Emilio Azcárraga Vidaurreta


Emilio Azcárraga Vidaurreta was a Mexican businessman who built an entertainment conglomerate.
The son of Basque immigrants Mariano Azcárraga and Emilia Vidaurreta, his primary education was in Piedras Negras, Coahuila, middle school in San Antonio, Texas, and high school in Austin.

Early career

Aged 17, he was employed at a shoe store while he studied trade and economics by night.
He obtained distribution rights for a shoe store in Boston and, at age 23, he created the car distribution company, Azcárraga & Copland.

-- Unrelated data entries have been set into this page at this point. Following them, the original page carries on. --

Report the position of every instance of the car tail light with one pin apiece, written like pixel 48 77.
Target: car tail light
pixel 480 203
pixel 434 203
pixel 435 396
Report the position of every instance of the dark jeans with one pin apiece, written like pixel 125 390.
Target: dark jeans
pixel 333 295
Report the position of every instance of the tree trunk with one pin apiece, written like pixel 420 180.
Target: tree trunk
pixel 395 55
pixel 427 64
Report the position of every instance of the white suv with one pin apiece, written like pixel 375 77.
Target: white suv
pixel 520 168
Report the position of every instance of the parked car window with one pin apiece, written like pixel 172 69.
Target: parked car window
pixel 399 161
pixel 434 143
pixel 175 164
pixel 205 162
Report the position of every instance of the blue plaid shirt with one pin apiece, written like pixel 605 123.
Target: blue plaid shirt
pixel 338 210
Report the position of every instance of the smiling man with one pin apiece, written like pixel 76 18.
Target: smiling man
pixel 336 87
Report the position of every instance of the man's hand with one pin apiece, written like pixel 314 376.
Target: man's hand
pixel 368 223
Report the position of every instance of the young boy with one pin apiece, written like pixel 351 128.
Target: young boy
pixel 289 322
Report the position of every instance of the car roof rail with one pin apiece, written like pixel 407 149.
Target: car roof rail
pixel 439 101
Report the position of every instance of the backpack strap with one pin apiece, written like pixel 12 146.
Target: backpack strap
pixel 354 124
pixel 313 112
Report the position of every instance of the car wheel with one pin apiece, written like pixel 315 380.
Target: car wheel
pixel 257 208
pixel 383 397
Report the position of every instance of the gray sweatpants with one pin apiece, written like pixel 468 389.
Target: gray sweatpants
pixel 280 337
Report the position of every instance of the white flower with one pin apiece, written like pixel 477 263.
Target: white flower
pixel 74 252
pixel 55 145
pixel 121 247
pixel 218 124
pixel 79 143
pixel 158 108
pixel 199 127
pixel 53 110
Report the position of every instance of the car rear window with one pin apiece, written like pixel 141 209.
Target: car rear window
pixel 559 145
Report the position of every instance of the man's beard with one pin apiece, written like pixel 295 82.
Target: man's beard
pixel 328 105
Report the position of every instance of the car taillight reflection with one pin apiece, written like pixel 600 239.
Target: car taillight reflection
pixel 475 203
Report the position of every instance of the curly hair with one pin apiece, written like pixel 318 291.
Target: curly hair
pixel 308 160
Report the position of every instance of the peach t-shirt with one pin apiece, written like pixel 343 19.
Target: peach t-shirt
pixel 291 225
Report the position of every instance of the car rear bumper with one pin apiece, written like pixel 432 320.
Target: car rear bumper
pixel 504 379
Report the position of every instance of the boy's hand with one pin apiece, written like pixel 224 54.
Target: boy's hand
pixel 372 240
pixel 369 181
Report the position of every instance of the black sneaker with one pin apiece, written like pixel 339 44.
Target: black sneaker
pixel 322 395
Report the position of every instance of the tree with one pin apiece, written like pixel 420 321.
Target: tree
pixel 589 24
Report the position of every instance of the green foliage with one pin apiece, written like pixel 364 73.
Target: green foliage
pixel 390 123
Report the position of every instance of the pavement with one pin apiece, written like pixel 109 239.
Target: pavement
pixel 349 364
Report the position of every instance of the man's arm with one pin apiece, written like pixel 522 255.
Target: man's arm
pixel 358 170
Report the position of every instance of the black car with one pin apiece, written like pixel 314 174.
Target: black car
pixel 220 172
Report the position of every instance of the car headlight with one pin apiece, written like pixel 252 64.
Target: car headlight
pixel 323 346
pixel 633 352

Radio broadcasting industry

In 1923 Azcárraga obtained a license to distribute radios from the Victor Talking Machine Company. Around the same time his brother Raúl Azcárraga Vidaurreta had created a radio station with Mexico City's newspaper El Universal. While working at the "Mexico Music" division of RCA) he became more interested in the radio broadcasting industry. On 19 March 1930 the radio station XET-AM was founded in Monterrey. And on September 18 Azcárraga created the XEW-AM with Mexico Music Corporation as major stockholder. The station was also part of the NBC division of RCA.

Television industry

Azcárraga Vidaurreta established Estudios Churubusco in the 1940s and created the first TV station in Mexico, Channel 2, in 1951. He became the first president of Telesistemas Mexicanos in 1955. His entertainment conglomerate was composed of 92 different business units by 1969. He died on 23 September 1972, before establishment of Televisa, S.A., a television production company on 1 January 1973.

Family

Emilio married Laura Milmo Hickman, daughter of Patricio Milmo Vidaurri, an American citizen, and Laura Hickman Morales, and granddaughter of Patricio Milmo O'Dowd ; son of Darby and Sarah, a major stockholder in the and his wife, María Prudenciana Vidaurri Vidaurri.
Emilio Azcárraga and Laura Milmo had three children: Emilio, Laura, and Carmela. In 1899 Patricio Milmo and Sons was established as a bank to invest in such interests as railroads and mines. After the Mexican Revolution the company focused on safer investments, like the then-recently-developing radio industry.